M. Gutmann a fait allusion à un courriel intercepté, envoyé par Sui Hongjin à von Hagens en 2001, pour étayer les allégations : « Ce matin, deux cadavres frais et de première qualité sont arrivés à l’usine. Les foies ont été enlevés il y a seulement quelques heures » a rapporté le journal Der Spiegel.

« Faire respecter la justice — L’organisation mondiale pour enquêter sur la persécution du Falun Gong » © Minghui

En fait, les enquêtes du WOIPFG (l’Organisation mondiale pour enquêter sur la persécution du Falun Gong) ont confirmé que bon nombre de ces « cadavres non réclamés » provenaient de pratiquants du Falun Gong.

Le 18 septembre 2012, un enquêteur du WOIPFG, déguisé en secrétaire de Xia Deren (secrétaire adjoint du Comité du Parti provincial de Liaoning), a téléphoné à Sun Guangtian (ancien chef du Bureau de la sécurité publique de Dalian) pour recueillir des preuves de la participation de Bo Xilai et de son épouse Gu Kailai dans la vente des cadavres de pratiquants de Falun Gong. (Voici l’enregistrement : MP3).

« Beaucoup de choses se sont passées, et quoi qu’il arrive, vous ne pouvez pas révéler que la femme de Bo Xilai, Gu Kailai, est impliquée dans la vente des cadavres de pratiquants de Falun Gong… », a déclaré l’enquêteur sous couverture à Sun Guangtian. « Le Secrétare Xia voudrait que vous transmettiez le message aux initiés concernés qui ont travaillé au Service de la sécurité publique de Dalian qu’ils doivent faire attention à ne pas divulguer cette information. »

Sun répondit : « S’il vous plaît, dites au Secrétariat Xia qu’il peut me faire confiance pour le faire. »

© Getty Images | WANG ZHAO / Stringer

Comme l’a rapporté Radio Free Asia, un seul corps plastiné peut rapporter 1 million US$ (plus de 805 000 €).
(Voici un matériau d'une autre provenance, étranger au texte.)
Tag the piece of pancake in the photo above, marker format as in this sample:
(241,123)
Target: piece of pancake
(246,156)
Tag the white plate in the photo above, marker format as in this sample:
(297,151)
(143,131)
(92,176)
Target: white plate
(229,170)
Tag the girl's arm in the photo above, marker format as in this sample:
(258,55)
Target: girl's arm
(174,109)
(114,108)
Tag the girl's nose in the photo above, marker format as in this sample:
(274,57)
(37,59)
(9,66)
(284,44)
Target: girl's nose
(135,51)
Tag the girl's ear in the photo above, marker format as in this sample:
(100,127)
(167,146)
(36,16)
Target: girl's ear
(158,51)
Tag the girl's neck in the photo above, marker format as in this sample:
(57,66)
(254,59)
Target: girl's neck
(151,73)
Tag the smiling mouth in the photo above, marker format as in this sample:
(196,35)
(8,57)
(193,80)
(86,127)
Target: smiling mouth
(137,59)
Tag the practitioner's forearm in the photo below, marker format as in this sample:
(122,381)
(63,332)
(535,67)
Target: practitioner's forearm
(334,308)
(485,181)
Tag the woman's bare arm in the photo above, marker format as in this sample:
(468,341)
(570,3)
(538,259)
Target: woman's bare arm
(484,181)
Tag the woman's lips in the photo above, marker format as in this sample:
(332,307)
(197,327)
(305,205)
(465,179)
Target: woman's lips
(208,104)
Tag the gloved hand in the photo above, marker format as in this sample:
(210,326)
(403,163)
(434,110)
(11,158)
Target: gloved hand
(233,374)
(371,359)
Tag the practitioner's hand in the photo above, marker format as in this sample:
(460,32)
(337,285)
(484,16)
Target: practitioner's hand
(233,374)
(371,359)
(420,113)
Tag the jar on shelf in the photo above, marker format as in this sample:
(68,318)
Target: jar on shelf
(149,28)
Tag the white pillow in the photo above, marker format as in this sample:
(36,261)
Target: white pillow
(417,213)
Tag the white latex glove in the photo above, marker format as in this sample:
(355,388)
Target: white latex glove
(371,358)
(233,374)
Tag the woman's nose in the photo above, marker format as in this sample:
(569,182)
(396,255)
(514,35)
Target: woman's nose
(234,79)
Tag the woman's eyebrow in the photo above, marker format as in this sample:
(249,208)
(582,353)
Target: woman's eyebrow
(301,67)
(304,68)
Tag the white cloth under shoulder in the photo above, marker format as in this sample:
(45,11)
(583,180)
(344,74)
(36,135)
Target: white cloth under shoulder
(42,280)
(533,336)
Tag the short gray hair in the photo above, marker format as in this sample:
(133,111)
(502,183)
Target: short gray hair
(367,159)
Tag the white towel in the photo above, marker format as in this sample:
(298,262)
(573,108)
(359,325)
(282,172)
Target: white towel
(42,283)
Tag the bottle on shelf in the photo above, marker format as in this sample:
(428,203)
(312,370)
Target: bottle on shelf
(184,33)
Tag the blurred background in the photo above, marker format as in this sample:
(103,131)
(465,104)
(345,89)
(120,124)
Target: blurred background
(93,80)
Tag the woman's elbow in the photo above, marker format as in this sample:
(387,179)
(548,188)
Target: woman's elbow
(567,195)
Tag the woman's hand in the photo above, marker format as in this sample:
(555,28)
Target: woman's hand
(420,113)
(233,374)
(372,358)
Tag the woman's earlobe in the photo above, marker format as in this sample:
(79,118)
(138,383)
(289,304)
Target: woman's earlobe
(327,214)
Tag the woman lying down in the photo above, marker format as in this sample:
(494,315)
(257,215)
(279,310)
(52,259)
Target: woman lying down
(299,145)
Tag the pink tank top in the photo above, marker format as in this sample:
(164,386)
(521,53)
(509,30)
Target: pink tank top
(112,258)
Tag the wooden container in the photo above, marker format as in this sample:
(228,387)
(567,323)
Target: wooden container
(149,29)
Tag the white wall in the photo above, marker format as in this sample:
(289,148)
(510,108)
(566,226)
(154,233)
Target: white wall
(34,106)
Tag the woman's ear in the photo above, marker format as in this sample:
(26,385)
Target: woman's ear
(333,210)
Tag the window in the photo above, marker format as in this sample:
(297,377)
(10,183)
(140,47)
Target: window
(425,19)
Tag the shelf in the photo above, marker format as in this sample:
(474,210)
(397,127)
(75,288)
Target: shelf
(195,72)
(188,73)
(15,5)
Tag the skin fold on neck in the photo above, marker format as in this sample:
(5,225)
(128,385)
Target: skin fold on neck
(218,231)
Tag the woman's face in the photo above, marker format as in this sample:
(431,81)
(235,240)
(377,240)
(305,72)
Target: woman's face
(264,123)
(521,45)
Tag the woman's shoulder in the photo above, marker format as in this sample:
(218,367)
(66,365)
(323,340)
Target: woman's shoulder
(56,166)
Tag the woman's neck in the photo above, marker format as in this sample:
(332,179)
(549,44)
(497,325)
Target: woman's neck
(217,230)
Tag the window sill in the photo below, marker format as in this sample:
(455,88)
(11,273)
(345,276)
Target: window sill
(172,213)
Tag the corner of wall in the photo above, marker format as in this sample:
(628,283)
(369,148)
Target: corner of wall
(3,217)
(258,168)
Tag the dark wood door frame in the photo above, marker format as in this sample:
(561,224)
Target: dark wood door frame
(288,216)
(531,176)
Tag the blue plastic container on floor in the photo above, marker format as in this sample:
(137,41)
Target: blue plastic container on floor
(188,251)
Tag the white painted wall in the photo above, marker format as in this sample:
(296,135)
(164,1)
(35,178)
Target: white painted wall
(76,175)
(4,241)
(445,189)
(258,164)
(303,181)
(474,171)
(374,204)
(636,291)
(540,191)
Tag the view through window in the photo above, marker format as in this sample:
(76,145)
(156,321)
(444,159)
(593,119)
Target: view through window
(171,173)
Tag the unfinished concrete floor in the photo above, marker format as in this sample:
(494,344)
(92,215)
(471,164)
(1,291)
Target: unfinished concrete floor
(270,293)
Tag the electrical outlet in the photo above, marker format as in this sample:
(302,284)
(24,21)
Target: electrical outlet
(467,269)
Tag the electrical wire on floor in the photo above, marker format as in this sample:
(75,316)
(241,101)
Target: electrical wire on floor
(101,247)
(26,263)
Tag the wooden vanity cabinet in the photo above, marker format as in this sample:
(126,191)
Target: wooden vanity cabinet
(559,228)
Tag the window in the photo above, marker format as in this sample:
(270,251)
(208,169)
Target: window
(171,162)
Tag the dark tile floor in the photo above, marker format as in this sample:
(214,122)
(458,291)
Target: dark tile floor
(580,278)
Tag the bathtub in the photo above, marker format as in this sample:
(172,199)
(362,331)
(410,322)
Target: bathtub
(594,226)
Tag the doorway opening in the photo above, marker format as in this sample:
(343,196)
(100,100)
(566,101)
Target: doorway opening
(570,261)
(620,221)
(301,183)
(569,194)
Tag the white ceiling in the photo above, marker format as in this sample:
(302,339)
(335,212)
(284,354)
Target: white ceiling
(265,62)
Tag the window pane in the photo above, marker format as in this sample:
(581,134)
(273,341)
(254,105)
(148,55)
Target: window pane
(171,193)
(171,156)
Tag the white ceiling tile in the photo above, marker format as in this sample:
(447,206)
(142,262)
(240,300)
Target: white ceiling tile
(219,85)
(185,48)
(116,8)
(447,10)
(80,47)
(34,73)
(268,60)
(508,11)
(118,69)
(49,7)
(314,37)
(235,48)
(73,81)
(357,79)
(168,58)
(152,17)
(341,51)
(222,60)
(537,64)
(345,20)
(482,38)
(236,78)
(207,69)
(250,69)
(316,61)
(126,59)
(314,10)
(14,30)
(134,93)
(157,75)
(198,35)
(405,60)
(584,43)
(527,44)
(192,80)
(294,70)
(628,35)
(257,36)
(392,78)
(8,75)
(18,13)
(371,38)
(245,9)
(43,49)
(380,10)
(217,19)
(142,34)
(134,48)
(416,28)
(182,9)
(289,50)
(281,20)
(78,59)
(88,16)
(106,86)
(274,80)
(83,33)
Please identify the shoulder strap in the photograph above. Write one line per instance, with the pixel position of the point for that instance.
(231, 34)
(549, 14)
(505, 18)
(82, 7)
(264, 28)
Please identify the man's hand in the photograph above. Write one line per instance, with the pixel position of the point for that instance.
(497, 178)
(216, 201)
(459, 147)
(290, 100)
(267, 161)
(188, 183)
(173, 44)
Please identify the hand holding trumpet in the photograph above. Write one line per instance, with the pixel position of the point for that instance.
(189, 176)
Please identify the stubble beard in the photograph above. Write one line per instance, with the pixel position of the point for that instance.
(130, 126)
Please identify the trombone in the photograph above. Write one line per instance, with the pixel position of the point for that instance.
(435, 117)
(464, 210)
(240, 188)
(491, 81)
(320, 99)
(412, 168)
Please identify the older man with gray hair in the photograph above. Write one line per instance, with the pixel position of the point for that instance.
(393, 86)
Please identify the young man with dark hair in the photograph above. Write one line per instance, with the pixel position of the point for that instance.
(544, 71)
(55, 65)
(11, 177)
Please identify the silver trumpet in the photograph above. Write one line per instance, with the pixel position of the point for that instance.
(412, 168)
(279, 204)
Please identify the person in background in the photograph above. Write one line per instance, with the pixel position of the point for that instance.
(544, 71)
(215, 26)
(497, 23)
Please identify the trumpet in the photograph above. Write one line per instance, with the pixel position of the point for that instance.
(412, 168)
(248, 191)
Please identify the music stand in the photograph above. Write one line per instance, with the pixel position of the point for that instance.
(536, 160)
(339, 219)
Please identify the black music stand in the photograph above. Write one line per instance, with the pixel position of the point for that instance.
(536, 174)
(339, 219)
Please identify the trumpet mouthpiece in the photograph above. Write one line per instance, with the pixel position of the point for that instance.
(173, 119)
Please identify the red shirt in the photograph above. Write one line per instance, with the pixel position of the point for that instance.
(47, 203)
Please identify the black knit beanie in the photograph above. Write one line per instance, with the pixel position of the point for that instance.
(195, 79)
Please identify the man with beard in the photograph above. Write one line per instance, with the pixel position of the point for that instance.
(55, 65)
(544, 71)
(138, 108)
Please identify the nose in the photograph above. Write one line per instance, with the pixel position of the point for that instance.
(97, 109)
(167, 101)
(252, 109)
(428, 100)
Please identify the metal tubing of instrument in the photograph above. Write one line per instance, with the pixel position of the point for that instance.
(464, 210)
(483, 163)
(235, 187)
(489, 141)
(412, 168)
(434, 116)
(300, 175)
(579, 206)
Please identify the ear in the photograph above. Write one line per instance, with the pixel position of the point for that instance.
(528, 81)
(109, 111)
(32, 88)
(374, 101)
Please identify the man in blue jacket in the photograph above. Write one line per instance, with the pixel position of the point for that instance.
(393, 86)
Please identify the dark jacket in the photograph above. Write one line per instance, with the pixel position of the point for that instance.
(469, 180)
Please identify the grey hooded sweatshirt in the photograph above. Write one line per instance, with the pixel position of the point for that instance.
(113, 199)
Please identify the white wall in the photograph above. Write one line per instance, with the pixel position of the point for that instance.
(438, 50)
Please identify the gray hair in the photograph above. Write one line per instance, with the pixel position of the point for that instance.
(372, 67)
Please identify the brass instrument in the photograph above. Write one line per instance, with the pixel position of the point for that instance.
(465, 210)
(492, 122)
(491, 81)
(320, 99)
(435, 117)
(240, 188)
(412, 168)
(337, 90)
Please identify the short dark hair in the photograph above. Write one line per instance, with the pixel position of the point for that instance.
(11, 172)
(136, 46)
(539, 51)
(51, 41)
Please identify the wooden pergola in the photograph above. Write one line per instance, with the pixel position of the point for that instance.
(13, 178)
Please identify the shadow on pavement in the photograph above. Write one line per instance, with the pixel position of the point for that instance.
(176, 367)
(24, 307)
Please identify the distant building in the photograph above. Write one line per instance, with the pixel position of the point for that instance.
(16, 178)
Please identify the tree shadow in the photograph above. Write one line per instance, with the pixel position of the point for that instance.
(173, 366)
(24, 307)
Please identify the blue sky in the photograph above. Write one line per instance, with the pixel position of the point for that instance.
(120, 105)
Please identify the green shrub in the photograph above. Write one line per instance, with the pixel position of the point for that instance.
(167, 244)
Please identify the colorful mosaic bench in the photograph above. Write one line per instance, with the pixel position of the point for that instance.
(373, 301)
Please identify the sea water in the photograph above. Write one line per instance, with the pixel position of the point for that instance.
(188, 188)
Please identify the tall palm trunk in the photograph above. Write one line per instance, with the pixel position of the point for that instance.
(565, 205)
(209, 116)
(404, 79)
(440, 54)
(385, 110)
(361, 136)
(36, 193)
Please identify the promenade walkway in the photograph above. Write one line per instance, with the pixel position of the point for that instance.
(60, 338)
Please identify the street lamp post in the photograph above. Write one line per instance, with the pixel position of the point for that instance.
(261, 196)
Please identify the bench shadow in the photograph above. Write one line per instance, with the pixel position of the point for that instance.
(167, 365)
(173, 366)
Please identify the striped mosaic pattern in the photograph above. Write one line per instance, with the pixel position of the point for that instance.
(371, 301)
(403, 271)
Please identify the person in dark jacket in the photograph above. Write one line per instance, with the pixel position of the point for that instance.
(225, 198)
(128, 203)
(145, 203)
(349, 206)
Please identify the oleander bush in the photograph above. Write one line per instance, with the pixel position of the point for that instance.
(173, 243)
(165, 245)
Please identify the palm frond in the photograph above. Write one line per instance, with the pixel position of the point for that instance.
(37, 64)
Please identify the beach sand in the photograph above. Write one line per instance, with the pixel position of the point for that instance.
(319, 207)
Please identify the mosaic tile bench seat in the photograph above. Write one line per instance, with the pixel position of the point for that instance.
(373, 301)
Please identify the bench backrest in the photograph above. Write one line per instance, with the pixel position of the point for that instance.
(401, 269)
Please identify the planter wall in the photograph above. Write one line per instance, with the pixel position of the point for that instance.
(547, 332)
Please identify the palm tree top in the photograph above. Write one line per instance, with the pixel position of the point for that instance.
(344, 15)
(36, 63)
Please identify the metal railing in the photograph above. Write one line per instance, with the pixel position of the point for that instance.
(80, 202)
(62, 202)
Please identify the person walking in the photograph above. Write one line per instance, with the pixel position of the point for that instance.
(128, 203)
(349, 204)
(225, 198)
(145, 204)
Compte tenu des profits astronomiques issus des ventes de cadavres, il est concevable que le Parti communiste chinois (PCC) — connu pour sa cruauté oppressive depuis longtemps — assassine des innocents pour vendre leurs organes, et même leurs corps.

Des prélèvements d’organes à la plastination des corps humains, les crimes du PCC sont une nouvelle forme de mal jamais vue auparavant. Quand le monde apprendra enfin la vérité, les auteurs de ces atrocités seront traduits en justice.